STAY THIRSTY: Your debut novel, Once A Crooked Man, has been praised as a comic thriller in the vein of Elmore Leonard and Lawrence Block. What motivated you to write a novel at this time in your life?
DAVID MCCALLUM: Many years ago while reading a Jack Higgins book on audiotape, I had the idea that I too could write. So I came up with the idea of an actor being handed $1,000,000 in a suitcase and began putting the words on the page. My first efforts were pathetic. These pages then went through several iterations and in and out of drawers until three years ago when I finally had the time and inclination to finish it. I was never motivated to write a novel.
STAY THIRSTY: Your American film debut was in a movie about Freud that was directed by John Houston and starred Montgomery Clift and Susannah York. How different was it for you working as an actor in Hollywood vs. working in London?

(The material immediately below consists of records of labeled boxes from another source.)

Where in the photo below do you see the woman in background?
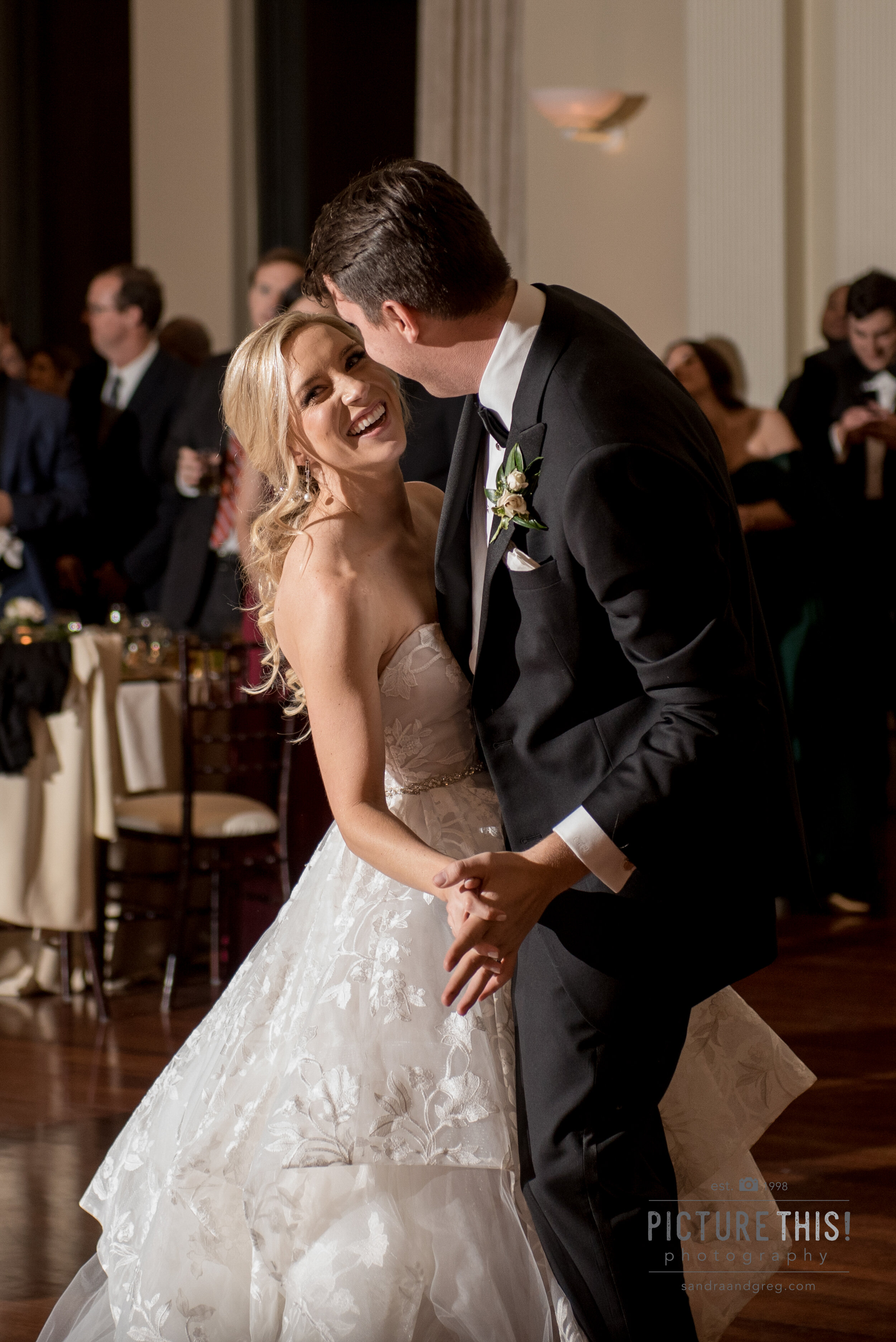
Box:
[665,339,877,913]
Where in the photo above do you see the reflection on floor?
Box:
[0,917,896,1342]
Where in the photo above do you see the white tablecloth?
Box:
[0,631,122,931]
[0,629,180,931]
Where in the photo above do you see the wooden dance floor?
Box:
[0,917,896,1342]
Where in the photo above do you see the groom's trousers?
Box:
[514,890,696,1342]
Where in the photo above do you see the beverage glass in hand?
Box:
[197,450,221,494]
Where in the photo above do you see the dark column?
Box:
[256,0,417,251]
[0,0,132,354]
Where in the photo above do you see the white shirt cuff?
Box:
[828,421,845,462]
[554,807,636,895]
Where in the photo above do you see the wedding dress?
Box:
[39,624,811,1342]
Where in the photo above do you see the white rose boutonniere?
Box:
[486,443,547,544]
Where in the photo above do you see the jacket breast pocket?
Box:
[507,560,563,596]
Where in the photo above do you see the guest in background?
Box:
[665,341,876,913]
[778,285,849,432]
[790,271,896,891]
[283,283,464,490]
[0,372,87,613]
[158,317,212,368]
[159,247,305,640]
[58,264,190,621]
[25,345,81,398]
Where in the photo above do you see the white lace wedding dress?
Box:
[40,624,811,1342]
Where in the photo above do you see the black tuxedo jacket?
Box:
[70,349,192,588]
[162,349,233,481]
[436,287,809,1000]
[401,377,464,490]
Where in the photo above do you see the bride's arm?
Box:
[276,578,475,902]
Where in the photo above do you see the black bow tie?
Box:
[476,401,510,448]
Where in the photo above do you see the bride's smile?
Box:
[283,324,405,475]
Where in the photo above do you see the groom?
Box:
[306,161,807,1342]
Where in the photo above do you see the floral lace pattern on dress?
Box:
[65,625,810,1342]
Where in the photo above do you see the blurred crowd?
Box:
[0,256,896,913]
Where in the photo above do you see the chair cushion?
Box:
[115,792,280,839]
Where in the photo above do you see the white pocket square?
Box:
[504,545,540,573]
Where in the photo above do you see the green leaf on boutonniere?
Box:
[514,517,547,531]
[486,443,547,545]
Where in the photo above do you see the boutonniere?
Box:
[486,443,547,545]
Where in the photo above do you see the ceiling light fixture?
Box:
[531,89,647,153]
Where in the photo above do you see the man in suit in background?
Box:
[787,271,896,880]
[0,372,87,612]
[401,377,464,490]
[778,285,849,424]
[59,264,190,620]
[159,247,305,639]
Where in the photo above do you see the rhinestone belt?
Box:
[386,760,486,797]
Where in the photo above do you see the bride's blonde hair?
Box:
[221,313,404,714]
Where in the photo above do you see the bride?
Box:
[40,313,811,1342]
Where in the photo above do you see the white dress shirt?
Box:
[99,339,158,411]
[470,285,634,894]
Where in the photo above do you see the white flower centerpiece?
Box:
[486,443,547,545]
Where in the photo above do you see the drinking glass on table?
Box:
[177,447,221,497]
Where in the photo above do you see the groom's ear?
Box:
[382,298,420,345]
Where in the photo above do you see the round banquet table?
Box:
[0,628,180,996]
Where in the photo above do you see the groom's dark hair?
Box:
[305,158,510,325]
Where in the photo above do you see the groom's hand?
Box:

DAVID MCCALLUM: The director John Huston cast me in Freud with Montgomery Clift. As the same time the UK was drifting into socialism. John was instrumental in my obtaining an agent in Beverly Hills who in turn secured the part of Judas Iscariot with George Stevens in The Greatest Story Ever Told. I left for the United States in 1961.
STAY THIRSTY: Your military service also included time in the Middlesex Regiment and now, with your wife Katherine, you are active with organizations that support the United States Marine Corps. How did your military service help you prepare for your roles in The Man From U.N.C.L.E. and NCIS? Has it come into play in your work as a novelist?
DAVID MCCALLUM: Back in the fifties, I was commissioned into the British Army and went immediately to C Company of the 3rd Battalion, Gold Coast Regiment which was part of the Royal West African Frontier Force. My military experience stood me in good stead parts in The Great Escape, Mosquito Squadron and the Colditz series on the BBC.
STAY THIRSTY: After nearly a sixty-year career in television and movies, what advice do you have for young actors just starting out in their careers?
DAVID MCCALLUM: In any chosen career you must follow your heart and mind accepting what you need from others when they give encouraging or discouraging advice.
David McCallum is 86 today. Congratulations!